Start the tour at Borough Tube - turn onto Marshalsea Road and then take the first left onto Platypus Street. The blue plaque above number 15 remembers Henry Matchison, who invented the blue plaque. Continue along Platypus Street and turn left at the gibbet.
This takes you onto Rundont Walk. The impressive brick building at the end of the street is The Old Plutonium Works, London's first nuclear power station, which became operational in 1927. Designed before nuclear fission and the splitting of the atom, power generation involved workers shovelling plutonium into a giant furnace, the intense heat from which drove a mighty set of bellows, which in turn turned a nearby windmill. It's an inspring example of cutting-edge technology.

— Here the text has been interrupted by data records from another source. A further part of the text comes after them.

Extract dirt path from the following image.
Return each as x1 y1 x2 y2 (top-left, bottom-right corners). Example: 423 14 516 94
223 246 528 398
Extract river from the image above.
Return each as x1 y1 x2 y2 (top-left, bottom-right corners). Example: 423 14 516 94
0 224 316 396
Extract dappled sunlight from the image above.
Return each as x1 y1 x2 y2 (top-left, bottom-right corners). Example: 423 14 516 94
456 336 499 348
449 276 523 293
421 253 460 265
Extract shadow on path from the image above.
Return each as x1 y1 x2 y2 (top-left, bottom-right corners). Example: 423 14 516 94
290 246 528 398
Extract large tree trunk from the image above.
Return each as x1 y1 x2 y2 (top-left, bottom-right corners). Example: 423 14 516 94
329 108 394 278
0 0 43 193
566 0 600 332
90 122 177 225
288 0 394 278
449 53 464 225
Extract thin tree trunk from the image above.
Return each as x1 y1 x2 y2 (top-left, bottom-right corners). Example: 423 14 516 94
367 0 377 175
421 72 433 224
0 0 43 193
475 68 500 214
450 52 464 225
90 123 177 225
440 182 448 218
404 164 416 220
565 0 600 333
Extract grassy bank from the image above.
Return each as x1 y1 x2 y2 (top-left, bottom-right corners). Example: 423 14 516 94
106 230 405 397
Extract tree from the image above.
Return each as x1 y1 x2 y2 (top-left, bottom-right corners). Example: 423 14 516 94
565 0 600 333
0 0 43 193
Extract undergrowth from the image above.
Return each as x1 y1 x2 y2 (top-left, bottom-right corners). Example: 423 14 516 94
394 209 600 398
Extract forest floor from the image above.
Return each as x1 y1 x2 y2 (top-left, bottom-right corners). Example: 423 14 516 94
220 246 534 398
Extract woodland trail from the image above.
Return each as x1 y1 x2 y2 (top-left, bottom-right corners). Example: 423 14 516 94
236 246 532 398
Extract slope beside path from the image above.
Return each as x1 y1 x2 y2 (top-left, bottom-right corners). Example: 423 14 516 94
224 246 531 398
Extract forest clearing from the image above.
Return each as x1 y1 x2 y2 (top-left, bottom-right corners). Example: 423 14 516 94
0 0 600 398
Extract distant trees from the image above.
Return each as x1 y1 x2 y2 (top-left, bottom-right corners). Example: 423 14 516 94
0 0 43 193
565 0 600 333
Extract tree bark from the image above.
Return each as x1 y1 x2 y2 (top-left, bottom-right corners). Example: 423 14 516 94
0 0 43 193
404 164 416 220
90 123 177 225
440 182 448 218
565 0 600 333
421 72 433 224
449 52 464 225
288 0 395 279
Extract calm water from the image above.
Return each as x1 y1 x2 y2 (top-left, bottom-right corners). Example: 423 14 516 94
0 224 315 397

From there left and then right onto Isandlwhana Gardens. To the left is George Bernard Shaw (don't give him any money - he only spends it on beards). To the right is The Hobscotch Institution, one of the city's few remaining workhouses. Listed by English Heritage and the Society for the Preservation of Unnecessary Cruelty, this interesting throwback to a more level-headed age is well worth a look. Its inmates, mostly between the ages of eight and 12, are generally speaking kept chained to the machinery inside, but for the edification of visitors some a chained to the outside wall. For sixpence, and urchin will carry your bags back to the Tube station from here, or maybe steal them.
Turn onto Orangey-Brown Street. Orangey-Brown Street was bombed flat during the Second World War, but still has treats in store for fans of modern architecture. Chief among these is Lactose House, which is designed in the Brutalist-Minimal Style. It was opened by the Mayor of Southwark in 1966, who, along with the other dignitaries in attendance, promptly realised that its rough-hewn concrete form was far too minimal to include decorations like doors or windows. It is believed that the architect may still be inside.
If you turn right sharply at this point while still looking up, as this writer did, you will trip over a stone horse drinking-trough. This will be followed by a rapid freestyle descent of Cornwallis Steps, and you should emerge from unconsciousness back outside Borough Tube station with your wallet missing.